Chao translated Jabberwocky into Chinese[8] by inventing characters to imitate what Rob Gifford describes as the "slithy toves that gyred and gimbled in the wabe of Carroll's original".[9]
In 1920, he married the physician Yang Buwei.[10] The ceremony was simple, as opposed to traditional weddings, attended only by Hu Shih and one other friend. Hu's account of it in the newspapers made the couple a model of modern marriage for China's New Culture generation.[11]
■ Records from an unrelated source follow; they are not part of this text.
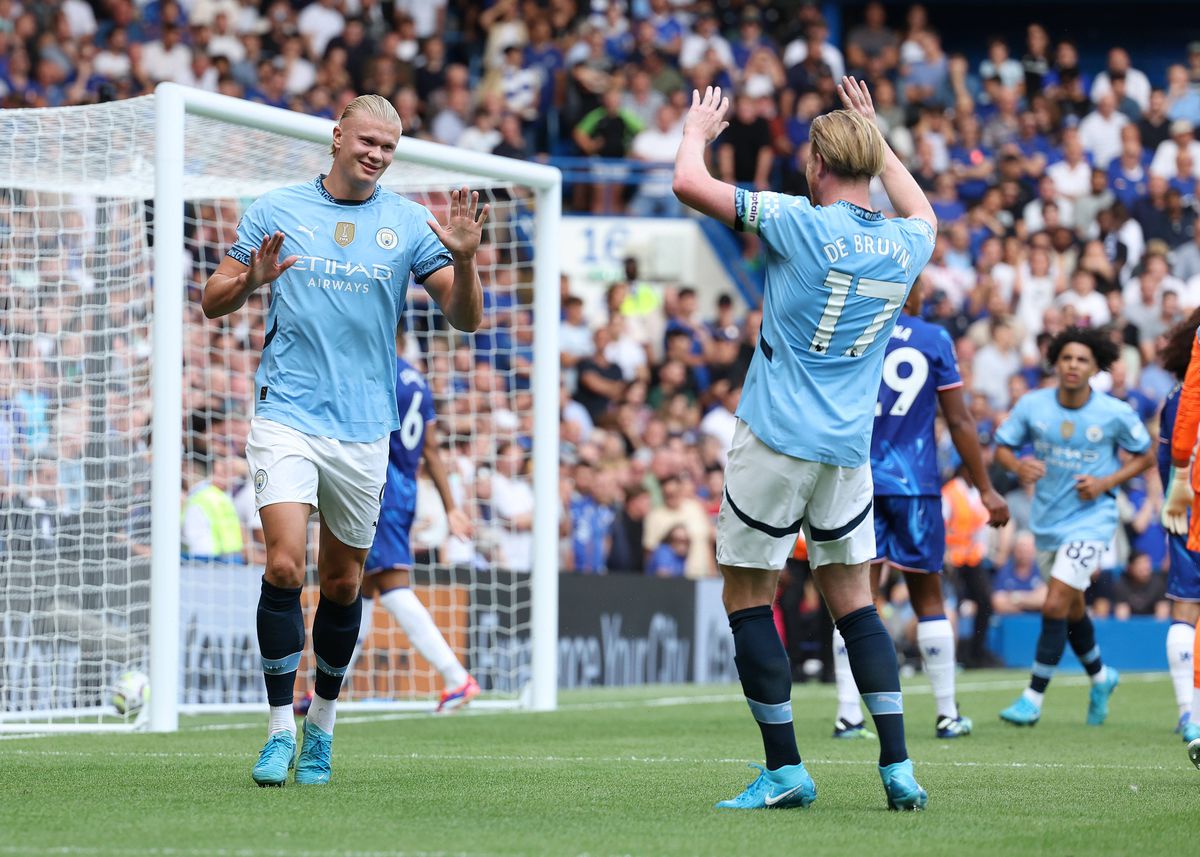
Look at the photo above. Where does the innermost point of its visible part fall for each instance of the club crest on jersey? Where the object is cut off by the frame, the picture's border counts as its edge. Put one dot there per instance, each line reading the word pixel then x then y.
pixel 387 238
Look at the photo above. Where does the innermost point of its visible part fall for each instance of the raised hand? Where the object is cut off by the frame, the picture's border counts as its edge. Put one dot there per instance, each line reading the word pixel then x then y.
pixel 707 114
pixel 463 229
pixel 855 96
pixel 264 263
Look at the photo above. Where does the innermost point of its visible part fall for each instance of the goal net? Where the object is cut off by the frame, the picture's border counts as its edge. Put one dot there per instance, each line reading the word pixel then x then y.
pixel 121 407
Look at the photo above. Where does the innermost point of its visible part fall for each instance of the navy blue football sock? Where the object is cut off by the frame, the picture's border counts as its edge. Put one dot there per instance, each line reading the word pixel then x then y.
pixel 335 630
pixel 873 659
pixel 280 640
pixel 766 677
pixel 1081 636
pixel 1051 642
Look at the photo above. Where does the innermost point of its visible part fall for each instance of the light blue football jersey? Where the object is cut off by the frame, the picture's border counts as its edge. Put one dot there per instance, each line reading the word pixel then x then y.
pixel 1080 442
pixel 919 363
pixel 837 277
pixel 329 359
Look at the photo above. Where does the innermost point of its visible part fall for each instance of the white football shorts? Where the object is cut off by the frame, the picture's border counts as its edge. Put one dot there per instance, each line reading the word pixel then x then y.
pixel 341 479
pixel 771 496
pixel 1073 563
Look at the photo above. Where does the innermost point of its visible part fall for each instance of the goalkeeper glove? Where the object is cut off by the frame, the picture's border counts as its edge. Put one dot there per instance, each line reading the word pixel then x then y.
pixel 1177 503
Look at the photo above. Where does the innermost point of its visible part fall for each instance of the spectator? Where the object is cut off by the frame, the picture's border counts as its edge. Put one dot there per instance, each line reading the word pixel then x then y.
pixel 670 558
pixel 1137 83
pixel 513 507
pixel 601 382
pixel 1139 591
pixel 1019 587
pixel 681 508
pixel 658 145
pixel 873 43
pixel 575 341
pixel 1165 162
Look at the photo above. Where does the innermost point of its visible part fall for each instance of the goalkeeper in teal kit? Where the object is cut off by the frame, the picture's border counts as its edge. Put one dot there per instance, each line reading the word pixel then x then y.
pixel 336 252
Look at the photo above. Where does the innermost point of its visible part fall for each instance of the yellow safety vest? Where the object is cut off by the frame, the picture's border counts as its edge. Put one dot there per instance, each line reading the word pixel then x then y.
pixel 222 517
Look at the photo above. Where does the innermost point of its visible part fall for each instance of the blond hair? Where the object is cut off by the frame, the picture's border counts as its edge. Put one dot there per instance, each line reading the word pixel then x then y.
pixel 850 144
pixel 373 106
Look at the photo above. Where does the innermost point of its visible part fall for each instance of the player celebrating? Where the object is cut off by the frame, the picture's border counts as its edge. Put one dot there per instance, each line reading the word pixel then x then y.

Yang Buwei published How to Cook and Eat in Chinese in 1946, and the book went through many editions. Their daughter Rulan wrote the English text and Mr. Chao developmentally edited the text based on Mrs. Chao's developed recipes, as well as her experiences gathering recipes in various areas of China. Among the three of them, they coined the terms "pot sticker" and "stir fry" for the book, terms which are now widely accepted, and the recipes popularized various related techniques.[12] His presentation of his wife's recipe for "Stirred Eggs" is a classic of American comic writing.
Both Chao and his wife Yang were known for their good senses of humor, he particularly for his love of subtle jokes and language puns: they published a family history entitled, Life with Chaos: the autobiography of a Chinese family. Their first daughter Rulan Chao Pian (1922–2013) was Professor of East Asian Studies and Music at Harvard. Their second daughter Nova Chao (1923–2020) was a Harvard-trained chemist, professor at Central South University and member of the Chinese Academy of Engineering. Their third daughter Lensey was born in 1929; she is a children's book author and mathematician.
Late in his life, Chao was invited by Deng Xiaoping to return to China in 1981. Previously at the invitation of Premier Zhou Enlai, he and his wife returned to China in 1973 for the first time since the 1940s. After his wife died in March 1981 he visited China again between May and June. He died in Cambridge, Massachusetts.